Mais je suis - et je demeure - toujours surpris de la différence de traitement selon que l'on parle de tel ou tel pays du Maghreb. Posez la question: "dictature en Afrique du nord, qu'est-ce-que cela évoque pour vous?" et neuf fois sur dix on vous répondra: "Tunisie, bien sûr!"
Je ne sache point, pourtant, que le Maroc soit beaucoup plus démocratique - n'évoquons pas l'horreur des répressions sous le règne interminable d'Hassan 2, mais son fils, "M6", qui suscita beaucoup d'espoir n'a changé la donne qu'aux marges.
On met toujours des journalistes en prison pour huit ans au Maroc, pour simple délit de presse du genre "atteinte à la personne de sa Majesté, Commandeur des Croyants"; la justice est toujours aussi aléatoire et corrompue, et les Saharouis ne voient en rien leur situation évoluer.
Faut-il aussi parler de la "démocratie algérienne", jamais remise de l'immonde guerre civile des années 90 (après un long régime militaire), guerre qui a fait davantage de victimes que la guerre d'indépendance, et sur laquelle il est toujours interdit de s'exprimer?

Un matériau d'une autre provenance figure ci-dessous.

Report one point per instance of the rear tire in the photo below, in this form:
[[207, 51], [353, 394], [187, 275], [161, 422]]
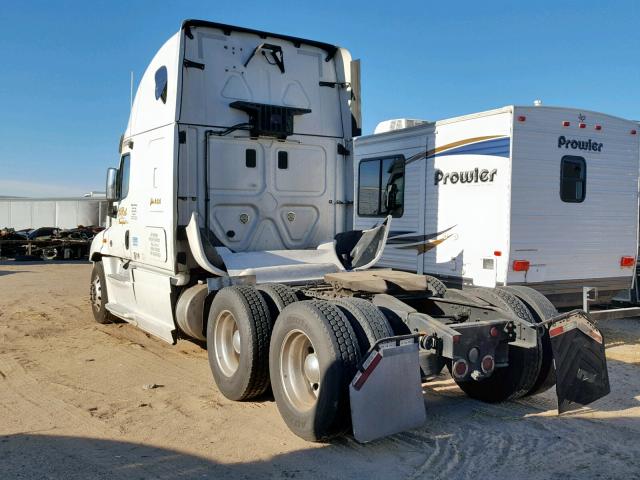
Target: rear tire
[[238, 335], [277, 296], [313, 356], [368, 323], [98, 295], [541, 309], [514, 381]]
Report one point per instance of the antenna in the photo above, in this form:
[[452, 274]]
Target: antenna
[[131, 91]]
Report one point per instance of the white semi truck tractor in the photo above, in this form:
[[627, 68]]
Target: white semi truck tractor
[[230, 224]]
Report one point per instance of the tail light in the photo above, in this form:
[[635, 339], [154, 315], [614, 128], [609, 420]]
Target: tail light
[[488, 364], [521, 265], [627, 261], [460, 368]]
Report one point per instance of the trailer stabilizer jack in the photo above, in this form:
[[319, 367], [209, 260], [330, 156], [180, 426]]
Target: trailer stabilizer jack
[[386, 393], [580, 361]]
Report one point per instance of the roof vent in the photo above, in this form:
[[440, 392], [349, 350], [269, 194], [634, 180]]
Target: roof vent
[[397, 124]]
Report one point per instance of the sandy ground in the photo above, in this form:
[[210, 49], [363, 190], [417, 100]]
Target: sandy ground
[[73, 405]]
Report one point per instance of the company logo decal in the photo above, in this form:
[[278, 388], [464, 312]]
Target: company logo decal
[[574, 144], [469, 176]]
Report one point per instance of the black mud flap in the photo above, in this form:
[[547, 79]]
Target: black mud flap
[[581, 365]]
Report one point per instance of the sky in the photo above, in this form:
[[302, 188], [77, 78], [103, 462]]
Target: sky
[[65, 66]]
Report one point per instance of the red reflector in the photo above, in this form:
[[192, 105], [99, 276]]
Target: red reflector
[[556, 331], [460, 368], [520, 265], [627, 261]]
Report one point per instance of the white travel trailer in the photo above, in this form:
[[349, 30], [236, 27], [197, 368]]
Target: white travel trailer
[[539, 196], [229, 224], [20, 213]]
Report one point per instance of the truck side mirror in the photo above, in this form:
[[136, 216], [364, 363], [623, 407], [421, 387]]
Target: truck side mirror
[[390, 194], [112, 178]]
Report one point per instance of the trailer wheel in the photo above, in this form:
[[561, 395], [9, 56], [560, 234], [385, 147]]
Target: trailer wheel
[[514, 381], [436, 286], [541, 309], [368, 323], [277, 297], [98, 295], [313, 356], [238, 334]]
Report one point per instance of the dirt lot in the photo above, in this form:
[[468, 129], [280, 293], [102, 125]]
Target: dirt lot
[[73, 404]]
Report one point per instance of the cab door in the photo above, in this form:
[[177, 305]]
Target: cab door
[[118, 271]]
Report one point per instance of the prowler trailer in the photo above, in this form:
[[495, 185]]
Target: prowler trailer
[[538, 196], [230, 224]]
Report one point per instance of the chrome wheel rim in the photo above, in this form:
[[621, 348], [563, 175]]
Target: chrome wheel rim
[[299, 370], [96, 293], [227, 343]]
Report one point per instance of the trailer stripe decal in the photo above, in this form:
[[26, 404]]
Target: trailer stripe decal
[[497, 145]]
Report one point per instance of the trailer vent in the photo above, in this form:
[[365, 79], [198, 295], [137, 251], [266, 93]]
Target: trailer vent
[[269, 120]]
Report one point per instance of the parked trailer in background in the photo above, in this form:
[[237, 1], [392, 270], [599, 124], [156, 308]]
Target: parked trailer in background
[[231, 225], [543, 197], [63, 213]]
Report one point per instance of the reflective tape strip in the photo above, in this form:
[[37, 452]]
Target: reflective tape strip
[[360, 378]]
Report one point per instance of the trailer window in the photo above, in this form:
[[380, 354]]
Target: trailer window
[[123, 177], [573, 179], [381, 187]]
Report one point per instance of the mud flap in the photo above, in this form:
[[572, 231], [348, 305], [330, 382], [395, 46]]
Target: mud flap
[[579, 357], [386, 393]]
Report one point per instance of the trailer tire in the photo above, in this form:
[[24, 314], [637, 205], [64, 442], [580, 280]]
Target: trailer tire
[[436, 286], [541, 309], [313, 356], [238, 335], [514, 381], [98, 295], [368, 323], [277, 296]]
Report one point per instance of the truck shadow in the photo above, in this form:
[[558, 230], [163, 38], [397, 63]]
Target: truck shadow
[[10, 272]]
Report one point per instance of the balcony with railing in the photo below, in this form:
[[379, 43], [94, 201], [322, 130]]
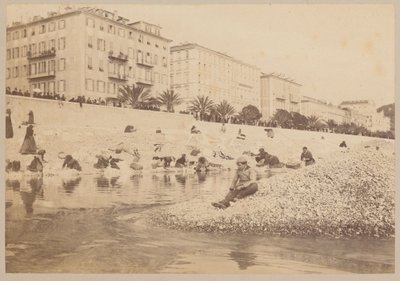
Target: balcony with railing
[[118, 56], [117, 76], [144, 63], [144, 82], [41, 55], [42, 75]]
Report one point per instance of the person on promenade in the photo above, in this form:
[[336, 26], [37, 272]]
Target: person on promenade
[[194, 130], [29, 144], [71, 163], [181, 162], [307, 157], [240, 135], [223, 128], [9, 129], [243, 184], [31, 119]]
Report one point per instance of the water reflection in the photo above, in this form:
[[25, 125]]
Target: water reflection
[[242, 256], [29, 196], [70, 184], [15, 184], [181, 178], [102, 182], [201, 176]]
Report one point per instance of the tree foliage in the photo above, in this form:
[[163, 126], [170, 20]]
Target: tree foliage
[[135, 96], [169, 99], [201, 105], [224, 110], [250, 114]]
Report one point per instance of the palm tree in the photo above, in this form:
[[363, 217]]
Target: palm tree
[[135, 96], [169, 99], [332, 125], [202, 105], [283, 118], [224, 110], [313, 122]]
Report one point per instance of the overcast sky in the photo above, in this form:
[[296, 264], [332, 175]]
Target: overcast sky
[[337, 52]]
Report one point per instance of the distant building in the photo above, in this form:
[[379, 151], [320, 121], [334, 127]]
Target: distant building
[[278, 93], [87, 51], [321, 109], [200, 71], [372, 120]]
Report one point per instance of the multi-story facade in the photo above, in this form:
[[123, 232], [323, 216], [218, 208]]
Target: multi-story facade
[[323, 110], [86, 51], [372, 120], [278, 93], [199, 71]]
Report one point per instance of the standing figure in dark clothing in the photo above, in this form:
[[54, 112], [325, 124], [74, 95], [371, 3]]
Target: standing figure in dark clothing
[[9, 130], [244, 184], [31, 120], [307, 157], [29, 197], [29, 144], [181, 162]]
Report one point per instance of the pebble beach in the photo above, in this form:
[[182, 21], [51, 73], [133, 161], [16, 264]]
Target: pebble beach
[[347, 193]]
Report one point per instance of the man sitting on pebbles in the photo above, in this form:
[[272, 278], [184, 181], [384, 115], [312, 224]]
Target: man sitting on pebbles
[[243, 184]]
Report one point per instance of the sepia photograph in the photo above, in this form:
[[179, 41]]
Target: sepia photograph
[[196, 138]]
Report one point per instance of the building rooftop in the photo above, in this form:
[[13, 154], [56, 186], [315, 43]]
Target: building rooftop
[[185, 46], [357, 102], [280, 76], [112, 16]]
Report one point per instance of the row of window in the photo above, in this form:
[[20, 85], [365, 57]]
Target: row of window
[[141, 57], [110, 28], [40, 29], [50, 86], [36, 48], [35, 68]]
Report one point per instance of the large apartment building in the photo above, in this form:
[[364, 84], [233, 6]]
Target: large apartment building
[[323, 110], [86, 51], [199, 71], [371, 119], [278, 92]]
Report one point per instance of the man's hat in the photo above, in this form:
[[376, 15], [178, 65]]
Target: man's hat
[[241, 159]]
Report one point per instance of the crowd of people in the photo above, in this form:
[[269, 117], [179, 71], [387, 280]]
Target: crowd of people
[[55, 96], [244, 182]]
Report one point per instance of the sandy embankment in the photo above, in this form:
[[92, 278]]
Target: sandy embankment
[[345, 195]]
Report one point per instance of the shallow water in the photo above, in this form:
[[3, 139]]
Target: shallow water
[[94, 224]]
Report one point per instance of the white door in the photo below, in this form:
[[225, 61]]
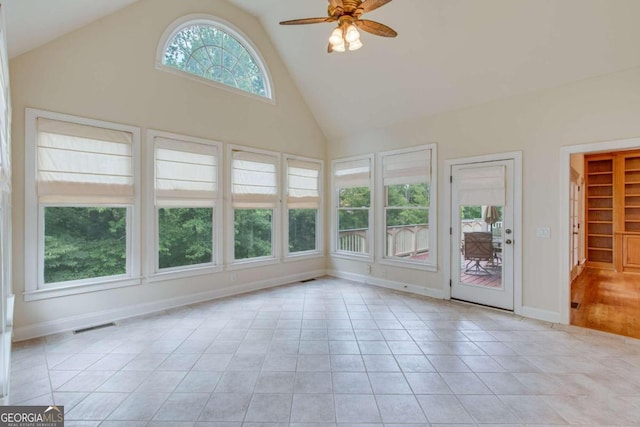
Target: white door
[[574, 210], [482, 197]]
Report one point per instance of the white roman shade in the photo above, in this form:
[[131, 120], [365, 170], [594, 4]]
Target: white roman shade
[[407, 168], [186, 173], [83, 164], [352, 173], [481, 186], [254, 180], [303, 179]]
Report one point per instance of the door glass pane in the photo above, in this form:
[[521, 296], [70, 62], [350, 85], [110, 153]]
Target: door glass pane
[[481, 240]]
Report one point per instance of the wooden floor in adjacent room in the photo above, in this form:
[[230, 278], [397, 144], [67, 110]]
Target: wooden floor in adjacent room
[[608, 301]]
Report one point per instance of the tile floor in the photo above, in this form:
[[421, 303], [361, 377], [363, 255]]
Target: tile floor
[[330, 352]]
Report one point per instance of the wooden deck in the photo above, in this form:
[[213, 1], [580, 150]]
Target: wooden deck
[[493, 280]]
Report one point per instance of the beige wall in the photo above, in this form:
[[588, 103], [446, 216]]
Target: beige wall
[[107, 71], [538, 124]]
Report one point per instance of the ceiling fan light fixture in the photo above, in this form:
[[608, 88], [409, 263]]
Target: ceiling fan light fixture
[[339, 47], [336, 37], [355, 45], [352, 34]]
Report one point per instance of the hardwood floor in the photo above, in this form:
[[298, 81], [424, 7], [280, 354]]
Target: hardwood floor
[[609, 302]]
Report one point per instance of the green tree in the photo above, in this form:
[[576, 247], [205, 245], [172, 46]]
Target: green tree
[[81, 243], [185, 236], [302, 229], [470, 212], [252, 230], [353, 213], [407, 204]]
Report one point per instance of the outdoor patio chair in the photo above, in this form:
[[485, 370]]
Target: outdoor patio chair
[[478, 247]]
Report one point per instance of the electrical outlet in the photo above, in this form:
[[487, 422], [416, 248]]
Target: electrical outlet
[[543, 232]]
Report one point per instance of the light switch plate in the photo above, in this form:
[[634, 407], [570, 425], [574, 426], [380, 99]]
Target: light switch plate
[[543, 232]]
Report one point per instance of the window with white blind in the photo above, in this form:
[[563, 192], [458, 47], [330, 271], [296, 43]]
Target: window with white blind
[[303, 217], [408, 208], [81, 204], [254, 206], [352, 189], [186, 202]]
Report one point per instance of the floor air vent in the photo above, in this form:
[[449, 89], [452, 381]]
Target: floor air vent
[[93, 328]]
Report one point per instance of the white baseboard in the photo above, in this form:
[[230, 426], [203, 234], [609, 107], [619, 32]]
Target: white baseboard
[[540, 314], [92, 319], [389, 284]]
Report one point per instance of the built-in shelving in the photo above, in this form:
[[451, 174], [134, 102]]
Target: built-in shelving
[[600, 210]]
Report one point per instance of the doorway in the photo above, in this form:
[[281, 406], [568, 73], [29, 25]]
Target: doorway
[[484, 248], [604, 295]]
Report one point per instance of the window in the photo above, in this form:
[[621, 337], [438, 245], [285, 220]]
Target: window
[[186, 177], [303, 206], [352, 192], [211, 49], [254, 203], [408, 212], [80, 202]]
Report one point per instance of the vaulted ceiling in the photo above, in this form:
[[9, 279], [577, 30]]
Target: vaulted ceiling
[[449, 54]]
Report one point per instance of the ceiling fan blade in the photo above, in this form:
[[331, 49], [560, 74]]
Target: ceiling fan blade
[[336, 4], [369, 5], [305, 21], [375, 28]]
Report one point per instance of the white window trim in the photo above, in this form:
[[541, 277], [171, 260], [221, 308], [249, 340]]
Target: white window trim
[[276, 235], [319, 251], [199, 18], [381, 229], [35, 289], [369, 256], [154, 273]]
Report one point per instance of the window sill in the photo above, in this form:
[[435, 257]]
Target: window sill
[[251, 263], [182, 273], [353, 257], [408, 264], [302, 256], [64, 291]]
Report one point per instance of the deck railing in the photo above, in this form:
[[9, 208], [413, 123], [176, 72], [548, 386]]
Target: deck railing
[[402, 241], [406, 240]]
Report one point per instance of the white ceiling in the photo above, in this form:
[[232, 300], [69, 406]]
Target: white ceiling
[[449, 54], [31, 23]]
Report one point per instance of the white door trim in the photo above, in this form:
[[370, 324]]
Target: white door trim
[[516, 156], [565, 220]]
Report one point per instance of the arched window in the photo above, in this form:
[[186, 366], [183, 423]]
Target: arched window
[[212, 49]]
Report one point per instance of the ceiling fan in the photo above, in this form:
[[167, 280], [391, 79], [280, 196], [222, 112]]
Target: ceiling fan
[[347, 13]]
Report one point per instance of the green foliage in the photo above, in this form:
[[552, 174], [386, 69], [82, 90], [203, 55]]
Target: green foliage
[[82, 243], [185, 236], [359, 197], [408, 204], [302, 230], [359, 200], [252, 230], [470, 212]]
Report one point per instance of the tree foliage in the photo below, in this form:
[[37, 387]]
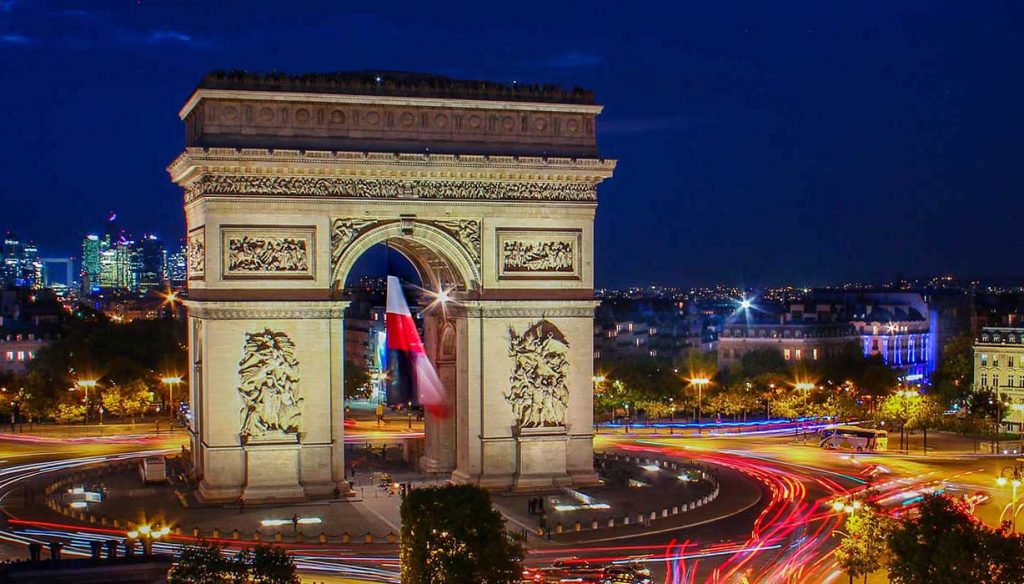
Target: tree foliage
[[863, 549], [126, 401], [357, 384], [946, 545], [452, 534], [209, 564], [954, 375], [92, 346]]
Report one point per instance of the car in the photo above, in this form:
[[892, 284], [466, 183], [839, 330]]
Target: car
[[153, 469], [626, 574]]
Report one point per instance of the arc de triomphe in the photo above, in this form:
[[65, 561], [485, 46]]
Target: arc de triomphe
[[485, 188]]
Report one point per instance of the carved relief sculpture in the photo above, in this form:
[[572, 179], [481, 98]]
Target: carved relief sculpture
[[539, 391], [539, 254], [196, 254], [269, 390], [256, 251], [250, 253]]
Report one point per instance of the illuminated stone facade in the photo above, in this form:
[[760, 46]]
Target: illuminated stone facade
[[494, 194]]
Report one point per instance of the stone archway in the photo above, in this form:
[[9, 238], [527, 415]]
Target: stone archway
[[491, 192]]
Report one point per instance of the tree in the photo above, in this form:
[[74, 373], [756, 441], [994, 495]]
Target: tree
[[202, 564], [947, 545], [452, 534], [268, 565], [356, 381], [954, 375], [863, 548], [128, 400], [208, 564], [70, 412], [646, 382]]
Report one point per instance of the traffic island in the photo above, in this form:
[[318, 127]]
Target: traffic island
[[639, 494]]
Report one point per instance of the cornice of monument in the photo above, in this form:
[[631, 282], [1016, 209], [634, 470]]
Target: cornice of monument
[[245, 309], [341, 163], [312, 97]]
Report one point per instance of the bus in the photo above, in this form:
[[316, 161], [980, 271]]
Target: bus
[[854, 438]]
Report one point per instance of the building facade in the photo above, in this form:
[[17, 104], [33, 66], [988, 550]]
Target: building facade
[[998, 363]]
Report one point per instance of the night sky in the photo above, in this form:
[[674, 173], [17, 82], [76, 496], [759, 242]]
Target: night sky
[[758, 142]]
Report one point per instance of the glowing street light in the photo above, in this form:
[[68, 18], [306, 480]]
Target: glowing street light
[[87, 384], [171, 381], [700, 382]]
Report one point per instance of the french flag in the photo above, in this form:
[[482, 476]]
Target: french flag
[[413, 378]]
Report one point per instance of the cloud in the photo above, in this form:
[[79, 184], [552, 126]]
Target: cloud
[[160, 37], [13, 39], [653, 124], [572, 59]]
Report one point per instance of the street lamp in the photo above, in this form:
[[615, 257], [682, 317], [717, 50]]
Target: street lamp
[[598, 380], [1014, 480], [171, 381], [806, 388], [699, 382], [87, 384]]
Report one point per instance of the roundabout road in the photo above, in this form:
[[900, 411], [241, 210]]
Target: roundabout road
[[785, 537]]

De la raison d'état qui empêche (en France aussi!) de s'exprimer sur telle ou telle "bavure", massacre ou exactions sans nom, sur telle ou telle amnistie inacceptable? (Aurait-on amnistié les SS de la division Totenkopf en 1946?)
Des élections autant truquées que dans le pays voisin tant honni?
On pourrait aussi évoquer la Lybie... Mais là je ne crois pas avoir besoin de trop développer.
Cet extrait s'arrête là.